If so, it would be the first time a secretary of state has acted to approve a plan in defiance of a local authority’s wish. David Murray Cox, associate director at consultancy Turley, said: "The position has become far too entrenched on both sides for them to back down. There is a significant prospect [Jenrick] will intervene."
What makes intervention likely is that much depends on the outcome. A report to South Oxfordshire’s cabinet made clear that £218 million in Housing Infrastructure Fund (HIF) money, contingent upon the release of sites for new settlements around Didcot, would be lost in the event of a plan withdrawal, as well as, most likely, the £215 million promised to the county under the Oxfordshire housing deal. Derek Stebbing, a former local authority planning policy manager and now a consultant at Intelligent Plans and Examinations, said: "There are bigger things at play here. Letting the plan be withdrawn is not a message Jenrick wants to send in a strategic growth area."
Neighbouring authorities have already expressed their opposition to South Oxfordshire’s intended move and warned that it also puts a second HIF bid of £102 million to improve the A40 in jeopardy. The Oxfordshire housing deal also benefits authorities in the county by only requiring them to demonstrate a three-year housing land supply rather than the usual five. Hence, Vale of White Horse Lib Dem leader Emily Smith last week said her authority could "lose our housing land supply instantly" if the housing deal fell alongside withdrawal of the plan. Town Legal’s Cook said: "The government doesn’t want to sit and do nothing and see a growth deal being unpicked. And it doesn’t want Lib Dem candidates able to go in to the next election saying: 'Vote for me and I’ll hold back growth.'"
Some see this row as an indication that Jenrick is willing to be more interventionist than predecessor James Brokenshire. "This action says – if you write reports saying you intend to withdraw, then you can expect government intervention," said Cook. However, others believe Jenrick’s response does not show a general change in ministers' appetite for intervention. A source close to the Oxfordshire authorities, who did not wish to be named, said: "Government is still very reluctant to get involved because of the political ramifications. South Oxfordshire is not the only authority to go back on housing numbers but it’s the only one with hundreds of millions of pounds of funding riding on it." Likewise, Peter Canavan, Oxford-based associate partner at consultancy Carter Jonas and a former principal planning officer at South Oxfordshire Council, said: "The set of circumstances here are such a strong political cocktail that other authorities will not be too concerned about their own situations."
If intervention does happen, then Jenrick can either take on the plan himself, or direct another authority – such as the county council – to get it adopted.

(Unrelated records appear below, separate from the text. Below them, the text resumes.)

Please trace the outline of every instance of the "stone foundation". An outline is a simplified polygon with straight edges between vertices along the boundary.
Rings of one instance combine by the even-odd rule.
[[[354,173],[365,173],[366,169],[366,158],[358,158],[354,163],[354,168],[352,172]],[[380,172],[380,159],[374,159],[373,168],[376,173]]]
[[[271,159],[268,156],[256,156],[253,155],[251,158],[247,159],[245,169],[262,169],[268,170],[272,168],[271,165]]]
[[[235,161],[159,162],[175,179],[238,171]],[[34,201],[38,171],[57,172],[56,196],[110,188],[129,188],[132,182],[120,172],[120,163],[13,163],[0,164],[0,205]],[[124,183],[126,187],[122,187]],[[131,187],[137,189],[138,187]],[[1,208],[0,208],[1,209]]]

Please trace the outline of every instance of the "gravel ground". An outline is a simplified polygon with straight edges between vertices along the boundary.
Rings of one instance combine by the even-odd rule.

According the source close to the process, there is also the chance that the Oxfordshire Growth Board, which has been set up to deliver the Oxfordshire 2050 joint strategic plan, might also take on the role. However, this would require a significant change in its constitution, as currently South Oxfordshire would be able to veto its decisions. The source said: "No path of intervention will be easy, but there is a view that the joint plan team would be best placed to take on these decisions. This could happen if a joint planning committee were formed under section 29 of the act."

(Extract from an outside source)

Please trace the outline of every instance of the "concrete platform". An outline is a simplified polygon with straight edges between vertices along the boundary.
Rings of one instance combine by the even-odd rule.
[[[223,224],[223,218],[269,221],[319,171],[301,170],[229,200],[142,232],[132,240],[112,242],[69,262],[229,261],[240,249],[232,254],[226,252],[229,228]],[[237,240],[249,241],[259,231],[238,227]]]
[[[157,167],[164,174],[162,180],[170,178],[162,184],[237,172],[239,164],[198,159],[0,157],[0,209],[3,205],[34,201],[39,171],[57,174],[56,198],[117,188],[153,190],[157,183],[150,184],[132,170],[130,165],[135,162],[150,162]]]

Previous secretary of state local plan holding directions
- Birmingham. A holding direction was imposed in May 2016 after Andrew Mitchell, Tory MP for Sutton Coldfield, objected to the Birmingham City Council local plan's proposal for a 6,000-home green belt urban extension in his constituency. It was lifted in December 2016.
- Bradford. A direction was imposed in October 2016 after Philip Davies, the Tory MP for Shipley, objected to planned green belt releases in the city council's emerging local plan. The direction was lifted in March 2017.
- Stevenage. Concerns raised by Stevenage Tory MP Stephen McPartland over town centre regeneration plans prompted a holding direction to be imposed in November 2017, which was not lifted for 16 months until March 2019.
- East Herts: Concerns raised by McPartland, this time over green belt release, again prompted a holding direction, imposed in September 2018. It was lifted the following month.